CHIETI . Si intitola “Fascino a rotelle”, ed è liberamente ispirata alla vita di Simona Petaccia, giornalista di Chieti da sempre impegnata sui temi dell’ambiente, dei diritti civili, del turismo...
CHIETI . Si intitola “Fascino a rotelle”, ed è liberamente ispirata alla vita di Simona Petaccia, giornalista di Chieti da sempre impegnata sui temi dell’ambiente, dei diritti civili, del turismo accessibile. È la commedia teatrale scritta da Dario Scarpati, archeologo, attore e regista, amico di Simona, che il 26 e 27 maggio scorsi è andata in scena al teatro Sant’Eugenio di Palermo, nell’ambito degli eventi organizzati per il decimo anniversario di “Diritti diretti”, l’associazione presieduta da Simona Petaccia che da tre anni ha istituto il premio “Turismi accessibili”, al quale quest’anno il Presidente della Repubblica, Sergio Mattarella, ha voluto destinare un riconoscimento.

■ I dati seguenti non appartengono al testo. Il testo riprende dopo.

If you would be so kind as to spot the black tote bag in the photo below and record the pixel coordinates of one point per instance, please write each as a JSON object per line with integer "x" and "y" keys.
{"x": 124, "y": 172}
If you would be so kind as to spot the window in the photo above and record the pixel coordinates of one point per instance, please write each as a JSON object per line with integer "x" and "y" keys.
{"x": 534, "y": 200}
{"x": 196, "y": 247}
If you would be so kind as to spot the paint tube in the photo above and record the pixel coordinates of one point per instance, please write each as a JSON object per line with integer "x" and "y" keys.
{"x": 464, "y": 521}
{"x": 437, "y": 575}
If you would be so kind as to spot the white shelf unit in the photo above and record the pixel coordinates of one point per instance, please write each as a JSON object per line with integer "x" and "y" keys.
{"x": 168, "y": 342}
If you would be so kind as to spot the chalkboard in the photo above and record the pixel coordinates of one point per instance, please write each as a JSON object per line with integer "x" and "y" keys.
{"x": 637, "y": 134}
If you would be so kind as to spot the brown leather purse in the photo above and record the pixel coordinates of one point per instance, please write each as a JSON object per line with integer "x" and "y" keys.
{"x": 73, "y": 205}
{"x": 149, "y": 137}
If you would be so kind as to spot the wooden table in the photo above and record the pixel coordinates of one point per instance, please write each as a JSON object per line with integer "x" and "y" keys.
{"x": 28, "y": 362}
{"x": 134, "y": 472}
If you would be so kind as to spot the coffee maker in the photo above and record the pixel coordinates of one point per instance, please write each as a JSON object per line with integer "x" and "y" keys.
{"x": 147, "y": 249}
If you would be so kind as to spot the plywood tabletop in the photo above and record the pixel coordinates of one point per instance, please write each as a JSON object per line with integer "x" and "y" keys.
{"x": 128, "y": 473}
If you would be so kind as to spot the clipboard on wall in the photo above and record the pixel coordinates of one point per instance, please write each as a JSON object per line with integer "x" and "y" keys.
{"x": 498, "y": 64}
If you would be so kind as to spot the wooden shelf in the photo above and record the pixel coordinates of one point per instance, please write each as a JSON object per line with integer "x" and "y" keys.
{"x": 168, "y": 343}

“Fascino a rotelle” racconta la vita di Marta, una donna con disabilità che, con astuzia e sex-appeal, riesce sempre a ottenere ciò che vuole dal marito Luigi (interpretato dallo stesso Scarpati). Una piece attraverso la quale l'autore usa il teatro come un canale comunicativo privilegiato per spazzare via tutte quelle convenzioni sociali che dipingono i disabili come poveretti da compatire o single per scelta altrui. Scarpati trasforma così la narrazione del quotidiano e la manifestazione dei personaggi in un copione dalla profonda simbologia componendo un lavoro teatrale che, con ironia, supera l'idea dell'integrazione tra “abili” e “disabili” perché la dà per scontata. «Sono davvero felice di tenere a battesimo questa commedia», ha detto Simona Petaccia, «poiché è un bel progetto di comunicazione, nato quasi per gioco due anni fa. È, infatti, un'opera che imita la vita perché nata a seguito di audaci avances che mi ha fatto un uomo dopo aver assistito a un convegno sul turismo accessibile a Matera, definendomi appunto “Fascino a rotelle”. C'era Dario con me e, assistendo alla scena, ha tratto ispirazione per la stesura del suo copione». Gli altri interpreti della commedia sono: Laura Gestivo (Marta), Lucio Cucinotta (architetto), Miriam Mandosi. La compagnia è pronta a portarla in scena in tutte le città che ne facciano richiesta, a fronte della copertura delle spese. (a.bag.)